The Native Americans have recorded using the plant Podophyllum peltatum as a purgative, antiparasitic, and cathartic hundreds of years before its usefulness was officially recognized. Interestingly, the Penobscot people of Maine even appeared to be using it to treat “cancer.” The Iroquois additionally used it to treat snakebites and as a suicide agent. Despite this, the medical use for P. peltatum was not official in the United States until 1820 and not until 1861 in Europe.

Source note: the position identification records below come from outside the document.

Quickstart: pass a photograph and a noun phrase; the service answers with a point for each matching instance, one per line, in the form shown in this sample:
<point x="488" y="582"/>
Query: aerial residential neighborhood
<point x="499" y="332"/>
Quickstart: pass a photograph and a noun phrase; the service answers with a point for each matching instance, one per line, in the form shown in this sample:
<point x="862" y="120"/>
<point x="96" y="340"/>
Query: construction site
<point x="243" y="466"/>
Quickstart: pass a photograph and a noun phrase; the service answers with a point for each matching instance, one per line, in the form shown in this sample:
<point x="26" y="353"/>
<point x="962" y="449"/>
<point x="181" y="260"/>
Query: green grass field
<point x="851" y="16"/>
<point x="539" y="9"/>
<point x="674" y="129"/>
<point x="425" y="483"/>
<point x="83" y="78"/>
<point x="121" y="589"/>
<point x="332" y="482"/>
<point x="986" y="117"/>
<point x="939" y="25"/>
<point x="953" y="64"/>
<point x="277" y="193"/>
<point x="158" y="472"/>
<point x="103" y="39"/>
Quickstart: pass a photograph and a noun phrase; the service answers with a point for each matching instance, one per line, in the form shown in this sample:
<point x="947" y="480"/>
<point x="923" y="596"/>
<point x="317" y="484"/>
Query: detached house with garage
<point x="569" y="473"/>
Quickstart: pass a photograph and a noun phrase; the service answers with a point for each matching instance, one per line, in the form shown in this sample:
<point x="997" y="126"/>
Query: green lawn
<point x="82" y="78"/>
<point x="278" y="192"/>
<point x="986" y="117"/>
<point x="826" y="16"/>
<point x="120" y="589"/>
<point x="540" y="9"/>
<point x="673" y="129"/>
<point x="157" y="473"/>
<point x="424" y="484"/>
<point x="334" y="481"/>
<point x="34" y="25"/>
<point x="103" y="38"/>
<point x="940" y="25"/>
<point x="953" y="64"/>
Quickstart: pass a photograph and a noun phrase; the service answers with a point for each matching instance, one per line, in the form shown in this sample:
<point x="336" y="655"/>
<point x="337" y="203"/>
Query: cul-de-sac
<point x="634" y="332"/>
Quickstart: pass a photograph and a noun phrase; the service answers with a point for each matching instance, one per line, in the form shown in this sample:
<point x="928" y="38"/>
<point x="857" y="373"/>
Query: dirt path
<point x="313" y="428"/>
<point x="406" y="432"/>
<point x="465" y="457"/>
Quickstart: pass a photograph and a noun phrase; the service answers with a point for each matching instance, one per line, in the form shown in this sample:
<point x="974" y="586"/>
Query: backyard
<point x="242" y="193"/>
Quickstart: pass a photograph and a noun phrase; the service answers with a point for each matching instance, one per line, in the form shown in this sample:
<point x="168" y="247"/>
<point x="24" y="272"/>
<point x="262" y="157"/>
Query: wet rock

Hartmann Stahelin was a Swiss pharmacologist who had made large contributions to the cancer therapy field. He had a particular proclivity for biomedical sciences and was recruited to lead the pharmacology department in Basel in hopes of researching cancer and immunology in 1955.

Once in Basel, he led the discovery of various antitumor agents from P. peltatum, also known as mayapple. Initially considered by chemists to be “dirt,” Stahelin noticed that a particular extract from the Podophyllum plant had interesting properties. After purifying this compound, it was found to be a new class of antitumor medication.

Named etoposide, the medication works by stopping the tumor cells’ ability to divide. It blocks a specific enzyme that cells need in order to replicate. Therefore, rapidly dividing cells such as cancer cells are heavily affected. Currently, etoposide is used to treat various cancers, especially that of the lung, and can be thanked for saving many lives.

While I do not support self-testing with these plants for safety reasons, it sure is nice to know where some of our medicines came from.